As sec. 326.06, Stats., is valid, and it was within the jurisdiction of the trial court to order the taking of the proposed depositions so that the ends of justice would not be defeated, the respondent’s demurrer to Drew’s petition, which by stipulation is to stand as the complaint, must be sustained, and the alternative writ of prohibition must be quashed.
The court’s order allowing the prosecution twenty days, after it completed taking its evidence by the proposed depositions, within which to furnish the bill of particulars demanded by Drew and Rosenberg, does not involve any such irreparable hardship to the petitioner as to warrant this court in entertaining original jurisdiction for the purpose of considering the propriety of that order. It is well established that, generally:
“The granting or refusal of a bill of particulars rests within the discretion of the court to be exercised with reference to the circumstances of the peculiar case; defendant is not entitled to the bill as a matter of right, and the ruling of the trial judge upon the motion will not be disturbed by an appellate court where such discretion has not been abused.” 31 Corp. Jur. pp. 751, 752.

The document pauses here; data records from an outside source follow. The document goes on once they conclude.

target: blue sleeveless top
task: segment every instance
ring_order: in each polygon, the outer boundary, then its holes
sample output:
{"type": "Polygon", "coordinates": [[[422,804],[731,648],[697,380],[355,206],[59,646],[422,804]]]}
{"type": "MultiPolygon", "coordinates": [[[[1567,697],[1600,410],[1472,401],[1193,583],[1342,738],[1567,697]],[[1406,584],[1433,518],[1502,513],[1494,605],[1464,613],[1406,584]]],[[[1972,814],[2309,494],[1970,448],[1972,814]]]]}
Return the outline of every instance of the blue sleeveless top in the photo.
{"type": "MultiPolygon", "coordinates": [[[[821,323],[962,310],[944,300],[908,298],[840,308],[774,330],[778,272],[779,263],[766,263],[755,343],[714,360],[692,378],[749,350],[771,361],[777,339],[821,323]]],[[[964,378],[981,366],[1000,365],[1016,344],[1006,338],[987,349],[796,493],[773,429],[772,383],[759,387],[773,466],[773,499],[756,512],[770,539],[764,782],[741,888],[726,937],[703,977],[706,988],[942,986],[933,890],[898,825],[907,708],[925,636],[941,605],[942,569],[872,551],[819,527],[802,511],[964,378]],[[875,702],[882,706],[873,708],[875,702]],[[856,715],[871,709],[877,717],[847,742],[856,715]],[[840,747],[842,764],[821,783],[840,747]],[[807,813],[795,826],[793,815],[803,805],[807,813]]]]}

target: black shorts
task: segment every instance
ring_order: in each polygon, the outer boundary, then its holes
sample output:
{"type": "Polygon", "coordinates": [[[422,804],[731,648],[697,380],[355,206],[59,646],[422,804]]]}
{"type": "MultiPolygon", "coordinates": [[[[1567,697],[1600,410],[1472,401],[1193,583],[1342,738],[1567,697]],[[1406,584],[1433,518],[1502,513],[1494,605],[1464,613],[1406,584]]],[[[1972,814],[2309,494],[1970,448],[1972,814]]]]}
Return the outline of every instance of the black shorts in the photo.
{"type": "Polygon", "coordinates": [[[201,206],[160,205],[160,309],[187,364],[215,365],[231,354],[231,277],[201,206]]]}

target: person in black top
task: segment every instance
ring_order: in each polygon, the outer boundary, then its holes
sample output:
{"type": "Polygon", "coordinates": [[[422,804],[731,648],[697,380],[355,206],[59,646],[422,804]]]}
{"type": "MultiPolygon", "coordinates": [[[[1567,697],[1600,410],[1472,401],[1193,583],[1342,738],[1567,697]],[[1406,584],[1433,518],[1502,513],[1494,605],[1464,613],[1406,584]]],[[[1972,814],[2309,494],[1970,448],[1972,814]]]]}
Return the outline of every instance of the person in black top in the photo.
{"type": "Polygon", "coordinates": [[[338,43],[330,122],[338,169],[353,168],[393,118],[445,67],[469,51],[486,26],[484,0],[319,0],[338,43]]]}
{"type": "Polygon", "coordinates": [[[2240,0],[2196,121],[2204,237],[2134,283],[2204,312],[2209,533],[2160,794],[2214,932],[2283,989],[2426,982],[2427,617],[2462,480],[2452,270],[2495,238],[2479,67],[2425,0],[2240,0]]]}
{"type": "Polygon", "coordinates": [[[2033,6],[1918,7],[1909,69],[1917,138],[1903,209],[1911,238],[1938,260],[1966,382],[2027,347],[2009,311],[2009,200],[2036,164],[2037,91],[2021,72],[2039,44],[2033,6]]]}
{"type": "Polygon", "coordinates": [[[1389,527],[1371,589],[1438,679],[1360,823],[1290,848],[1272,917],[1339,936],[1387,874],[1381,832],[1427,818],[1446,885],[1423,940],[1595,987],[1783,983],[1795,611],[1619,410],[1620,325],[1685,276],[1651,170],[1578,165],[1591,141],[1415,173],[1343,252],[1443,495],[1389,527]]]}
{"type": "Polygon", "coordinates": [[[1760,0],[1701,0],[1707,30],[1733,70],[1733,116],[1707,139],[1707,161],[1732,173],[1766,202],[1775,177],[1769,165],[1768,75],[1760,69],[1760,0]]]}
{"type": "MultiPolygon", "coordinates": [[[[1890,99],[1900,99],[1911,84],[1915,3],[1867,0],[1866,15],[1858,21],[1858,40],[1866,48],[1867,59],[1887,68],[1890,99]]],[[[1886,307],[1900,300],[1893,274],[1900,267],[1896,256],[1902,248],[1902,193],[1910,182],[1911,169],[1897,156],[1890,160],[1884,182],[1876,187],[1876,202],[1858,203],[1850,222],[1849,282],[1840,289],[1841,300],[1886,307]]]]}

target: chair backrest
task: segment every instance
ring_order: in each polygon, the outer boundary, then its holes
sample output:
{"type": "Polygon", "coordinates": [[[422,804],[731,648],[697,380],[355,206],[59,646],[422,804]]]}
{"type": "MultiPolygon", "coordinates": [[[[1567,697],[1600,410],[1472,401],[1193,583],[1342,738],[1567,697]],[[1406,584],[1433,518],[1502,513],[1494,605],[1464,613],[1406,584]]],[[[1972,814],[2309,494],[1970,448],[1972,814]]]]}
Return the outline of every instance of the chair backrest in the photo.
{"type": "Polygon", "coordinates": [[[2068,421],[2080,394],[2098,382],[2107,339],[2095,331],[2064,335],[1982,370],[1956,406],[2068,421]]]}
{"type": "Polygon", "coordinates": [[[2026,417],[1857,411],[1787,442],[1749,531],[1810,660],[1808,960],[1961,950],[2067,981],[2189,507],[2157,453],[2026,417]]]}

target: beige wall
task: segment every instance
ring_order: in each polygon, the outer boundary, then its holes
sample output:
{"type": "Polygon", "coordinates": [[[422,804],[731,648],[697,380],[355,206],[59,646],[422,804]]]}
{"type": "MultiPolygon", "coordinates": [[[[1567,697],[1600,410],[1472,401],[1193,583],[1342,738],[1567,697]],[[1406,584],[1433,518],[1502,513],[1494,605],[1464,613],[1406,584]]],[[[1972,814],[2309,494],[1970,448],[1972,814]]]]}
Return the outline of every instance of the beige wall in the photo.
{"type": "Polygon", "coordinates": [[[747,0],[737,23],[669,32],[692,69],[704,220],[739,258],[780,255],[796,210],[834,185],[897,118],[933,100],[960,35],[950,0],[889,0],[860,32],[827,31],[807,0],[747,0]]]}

Likewise, it is well established that mandamus will not lie to control the exercise of judicial discretion. State ex rel. Fourth Nat. Bank v. Johnson, 103 Wis. 591, 622, 79 N. W. 1081; State ex rel. Wagner v. Dahl, 140 Wis. 301, 122 N. W. 748. Although in a prosecution for embezzlement, when the charges in an indictment are rather general, and there has been no disclosure by the state of the particulars of the charge, a bill of particulars should be furnished an accused on his application (Secor v. State, 118
The order which petitioner seeks to have reviewed did not deny Drew’s application for a bill of particulars. On the contrary, the court granted that application, but merely deferred the furnishing of the particulars until the state, by taking the depositions of the non-resident witnesses, could first ascertain from them the particulars as to facts which are relied upon by the. prosecution. As it appears that the state cannot furnish further particulars to the accused until it has first ascertained those particulars by taking those depositions, it was proper for the court to defer the furnishing of the bill of particulars until the state completed taking its testimony by the proposed depositions. Commonwealth v. Chesapeake & Ohio R. Co. 128 Ky. 749, 33 Ky. Law Rep. 92, 110 S. W. 253; Southern R. Co. v. Commonwealth, 110 S. W. 255, 33 Ky. Law Rep. 252. That course of procedure will allow ample time, after the depositions have been taken, for Drew to prepare for the ultimate trial, without jeopardizing his rights in any respect or subjecting him to any irreparable injury or hardship. Consequently, there exists no such extraordinary state of affairs in relation to the order for the bill of particulars as to warrant the commencement of an original action in this court for a writ of mandamus, and leave to do so is denied.
By the Court. — Respondent’s demurrer to petitioner’s complaint in the action for a writ of prohibition is sustained; and the alternative writ of prohibition in that action is quashed.